Nella strada di Heworth, regnava il silenzio, rotto ogni tanto dal rumore delle gomme da masticare di Tonks; Remus la seguiva silenzioso e con curiosità crescente. Da quando avevano lasciato casa di Sirius, la donna si era dimostrata attenta e vigile, il contrario di come si era immaginato lui; aveva fatto un giro in quel piccolo sobborgo perché Silente, aveva avuto una soffiata. I Mangiamorte avevano preso di mira due famiglie al di là della collina e toccava a loro sorvegliarli; continuarono a camminare ancora per un po’, mentre Tonks si guardava intorno curiosa.
«Mi piacerebbe vivere qua. Tutto pulito e silenzioso» disse di punto in bianco Tonks, lasciando Remus interdetto; non aveva ancora capito quando erano passati al livello successivo per quanto riguardava le confidenze.

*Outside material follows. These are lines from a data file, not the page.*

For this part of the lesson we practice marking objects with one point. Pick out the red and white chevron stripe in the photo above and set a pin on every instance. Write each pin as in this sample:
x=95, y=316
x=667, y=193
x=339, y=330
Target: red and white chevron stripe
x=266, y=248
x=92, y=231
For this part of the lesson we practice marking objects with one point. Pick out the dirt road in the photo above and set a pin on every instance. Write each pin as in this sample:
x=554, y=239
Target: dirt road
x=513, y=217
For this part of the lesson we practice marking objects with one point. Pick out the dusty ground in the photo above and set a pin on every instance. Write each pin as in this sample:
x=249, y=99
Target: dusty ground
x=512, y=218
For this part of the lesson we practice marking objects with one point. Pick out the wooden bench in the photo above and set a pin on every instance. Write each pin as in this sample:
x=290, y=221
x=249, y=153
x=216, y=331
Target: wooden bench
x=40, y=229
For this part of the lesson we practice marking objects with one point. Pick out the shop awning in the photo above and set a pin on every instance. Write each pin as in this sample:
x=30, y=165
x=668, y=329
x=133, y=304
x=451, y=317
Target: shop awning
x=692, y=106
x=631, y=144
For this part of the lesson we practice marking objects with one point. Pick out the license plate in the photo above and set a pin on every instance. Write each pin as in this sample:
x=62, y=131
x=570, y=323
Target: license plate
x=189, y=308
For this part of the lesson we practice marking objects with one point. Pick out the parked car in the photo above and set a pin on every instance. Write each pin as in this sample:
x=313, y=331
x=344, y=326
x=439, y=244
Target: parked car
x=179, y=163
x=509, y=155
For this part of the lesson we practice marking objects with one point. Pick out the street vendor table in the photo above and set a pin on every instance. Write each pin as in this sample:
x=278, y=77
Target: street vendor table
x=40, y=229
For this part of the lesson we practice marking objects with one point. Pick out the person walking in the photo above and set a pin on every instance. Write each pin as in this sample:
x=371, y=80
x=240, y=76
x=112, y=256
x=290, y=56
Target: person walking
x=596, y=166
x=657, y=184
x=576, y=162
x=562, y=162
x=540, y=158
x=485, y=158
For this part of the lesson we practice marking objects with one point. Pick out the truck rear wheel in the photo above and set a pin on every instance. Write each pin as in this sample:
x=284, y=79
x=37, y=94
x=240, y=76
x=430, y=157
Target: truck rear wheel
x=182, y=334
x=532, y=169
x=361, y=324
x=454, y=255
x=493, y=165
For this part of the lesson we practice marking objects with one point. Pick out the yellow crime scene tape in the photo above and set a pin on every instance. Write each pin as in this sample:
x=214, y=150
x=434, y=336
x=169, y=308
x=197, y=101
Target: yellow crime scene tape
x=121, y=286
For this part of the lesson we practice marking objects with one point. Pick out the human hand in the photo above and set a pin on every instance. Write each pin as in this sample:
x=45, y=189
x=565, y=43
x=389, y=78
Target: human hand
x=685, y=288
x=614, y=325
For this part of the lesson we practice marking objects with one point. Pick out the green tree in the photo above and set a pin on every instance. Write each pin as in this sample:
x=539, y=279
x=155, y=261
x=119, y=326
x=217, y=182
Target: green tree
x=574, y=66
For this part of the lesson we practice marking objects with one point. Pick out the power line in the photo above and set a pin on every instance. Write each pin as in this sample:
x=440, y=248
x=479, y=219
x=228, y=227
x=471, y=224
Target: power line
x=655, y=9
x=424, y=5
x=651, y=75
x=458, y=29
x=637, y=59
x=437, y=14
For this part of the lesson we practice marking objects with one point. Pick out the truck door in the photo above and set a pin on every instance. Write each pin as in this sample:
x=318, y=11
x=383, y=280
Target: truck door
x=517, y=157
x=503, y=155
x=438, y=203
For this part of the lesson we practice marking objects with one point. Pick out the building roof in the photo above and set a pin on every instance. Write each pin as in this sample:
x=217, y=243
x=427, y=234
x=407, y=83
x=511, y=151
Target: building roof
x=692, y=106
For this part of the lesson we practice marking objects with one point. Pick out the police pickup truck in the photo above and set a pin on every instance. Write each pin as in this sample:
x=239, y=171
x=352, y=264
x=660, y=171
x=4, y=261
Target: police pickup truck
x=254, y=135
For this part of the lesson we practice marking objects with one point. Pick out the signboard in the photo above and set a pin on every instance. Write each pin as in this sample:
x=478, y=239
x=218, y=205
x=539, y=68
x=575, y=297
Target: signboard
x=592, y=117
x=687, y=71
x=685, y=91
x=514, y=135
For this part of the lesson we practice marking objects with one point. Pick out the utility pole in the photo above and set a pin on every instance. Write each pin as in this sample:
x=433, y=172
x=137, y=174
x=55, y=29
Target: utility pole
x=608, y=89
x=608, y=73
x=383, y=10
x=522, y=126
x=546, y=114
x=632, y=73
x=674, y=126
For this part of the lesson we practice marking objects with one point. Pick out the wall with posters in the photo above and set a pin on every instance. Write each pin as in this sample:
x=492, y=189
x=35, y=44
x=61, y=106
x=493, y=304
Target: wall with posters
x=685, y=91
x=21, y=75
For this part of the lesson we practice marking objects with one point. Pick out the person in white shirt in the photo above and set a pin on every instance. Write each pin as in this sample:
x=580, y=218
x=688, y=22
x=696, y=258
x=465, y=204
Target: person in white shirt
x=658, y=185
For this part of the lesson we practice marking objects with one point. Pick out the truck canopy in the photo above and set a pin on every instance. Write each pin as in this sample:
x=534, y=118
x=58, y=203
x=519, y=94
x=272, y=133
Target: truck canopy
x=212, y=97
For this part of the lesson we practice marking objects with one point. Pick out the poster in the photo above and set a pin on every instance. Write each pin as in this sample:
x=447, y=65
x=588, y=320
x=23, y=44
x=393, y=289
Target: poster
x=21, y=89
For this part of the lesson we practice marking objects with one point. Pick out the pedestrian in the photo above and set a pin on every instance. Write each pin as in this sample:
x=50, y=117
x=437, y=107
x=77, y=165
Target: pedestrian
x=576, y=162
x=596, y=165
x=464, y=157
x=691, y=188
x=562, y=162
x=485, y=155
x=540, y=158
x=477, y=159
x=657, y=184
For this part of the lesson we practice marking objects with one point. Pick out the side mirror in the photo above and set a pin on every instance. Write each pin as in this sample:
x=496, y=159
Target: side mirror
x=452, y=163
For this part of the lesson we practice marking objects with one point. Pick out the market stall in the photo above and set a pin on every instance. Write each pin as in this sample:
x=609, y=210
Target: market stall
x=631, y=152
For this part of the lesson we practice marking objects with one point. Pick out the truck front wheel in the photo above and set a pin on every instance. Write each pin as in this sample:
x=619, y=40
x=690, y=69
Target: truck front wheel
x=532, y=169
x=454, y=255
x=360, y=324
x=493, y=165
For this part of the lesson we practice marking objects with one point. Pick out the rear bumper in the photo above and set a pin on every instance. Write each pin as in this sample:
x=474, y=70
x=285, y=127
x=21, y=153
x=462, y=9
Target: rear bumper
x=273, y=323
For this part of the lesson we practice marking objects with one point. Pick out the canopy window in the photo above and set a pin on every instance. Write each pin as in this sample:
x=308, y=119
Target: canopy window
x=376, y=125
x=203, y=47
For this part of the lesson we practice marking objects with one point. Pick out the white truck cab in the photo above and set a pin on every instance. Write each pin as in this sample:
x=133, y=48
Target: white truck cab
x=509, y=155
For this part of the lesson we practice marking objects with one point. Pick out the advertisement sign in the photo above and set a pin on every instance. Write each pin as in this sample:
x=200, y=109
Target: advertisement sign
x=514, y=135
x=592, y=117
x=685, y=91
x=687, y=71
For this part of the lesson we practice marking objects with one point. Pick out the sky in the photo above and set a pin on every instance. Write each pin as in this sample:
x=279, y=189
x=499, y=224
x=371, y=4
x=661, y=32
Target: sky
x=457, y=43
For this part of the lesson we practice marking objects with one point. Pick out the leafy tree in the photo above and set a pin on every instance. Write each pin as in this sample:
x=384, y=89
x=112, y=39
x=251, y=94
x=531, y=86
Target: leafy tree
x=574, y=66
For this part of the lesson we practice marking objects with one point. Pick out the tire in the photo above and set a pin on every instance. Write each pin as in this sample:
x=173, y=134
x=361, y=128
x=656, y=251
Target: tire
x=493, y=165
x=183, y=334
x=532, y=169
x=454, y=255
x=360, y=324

«Beh, meno persone in giro ci sono, meglio si vive» disse lapidario, provocando le risa della donna che allargando le braccia rispose: « Mi dai l’impressione di essere un orso, un orso gigante di quelli polari che vuole vivere da solo nella sua tana!».
Si come no, pensò, un orso che ama uscire solo nelle notti di luna piena e mordere chiunque gli capiti a tiro, pensò Remus, reprimendo la risposta e sorridendo di rimando.
«Diciamo che amo vivere nel mio mondo, sono molto introverso» disse di getto Remus, senza nemmeno sapere  perché lo avesse fatto.
Tonks gli fece cenno di continuare a salire verso la collina e rispose cristallina: «C’è così tanto là fuori, ti perdi un sacco di cose facendo così»; Remus avvertì un groppo al cuore e senza sapere il perché, mentre Tonks gli fece l’occhiolino.
 
Arrivati alle case, tutto era stranamente silenzioso; i sensi di Remus erano all’erta. C’era qualcosa di strano, qualcosa non tornava; guardò Tonks che piano tentò di avvicinarsi alle abitazioni quando un getto verde la mancò per un millimetro.
Era una trappola! Si avvicinò rapido sfoderando la bacchetta verso la fitta boscaglia che circondava le due case  facendo da scudo a Tonks; «Fra due secondi, ci precipitiamo lì» sussurrò Remus sicuro, mentre Tonks annuiva. Tre, due, uno…
«CORRI! REMUS! CORRI! NASCONDIAMOCI! »urlò Tonks, mentre due uomini incappucciati si palesavano; così infuriò la battaglia.
Remus riconobbe Avery e Crabbe, che con un ghigno li incitavano al combattimento; Guardò Tonks, mentre metteva Avery al tappeto, si muoveva rapida però Crabbe stava per sopraffarla. Per la prima volta dopo molti anni, Remus ebbe paura e con un urlo belluino si lanciò, feroce buttandolo a terra; Tonks spalancò gli occhi, mentre Crabbe si allontanava ammaccato.
Li guardò sghembo e puntando verso le case urlò: « MORSMORDRE!», e con fare provocatorio si alzò la  manica del mantello, poggiando la bacchetta sul Marchio Nero.
Remus impallidì, se non scappavano subito sarebbero stati spacciati; trascinò Tonks velocemente verso la boscaglia, furioso ed impetuoso. La sua vita non aveva molta importanza in confronto a quella della ragazza; procedevano a tentoni senza sapere dove poggiare i piedi.
«Lumos» bisbigliò, ritrovandosi in una piccola radura; fiutò l’aria, erano al sicuro. Si voltò a sguardare Tonks che lo fissava sorridente; «Grazie Remus, mi hai salvato la vita» gli disse grata.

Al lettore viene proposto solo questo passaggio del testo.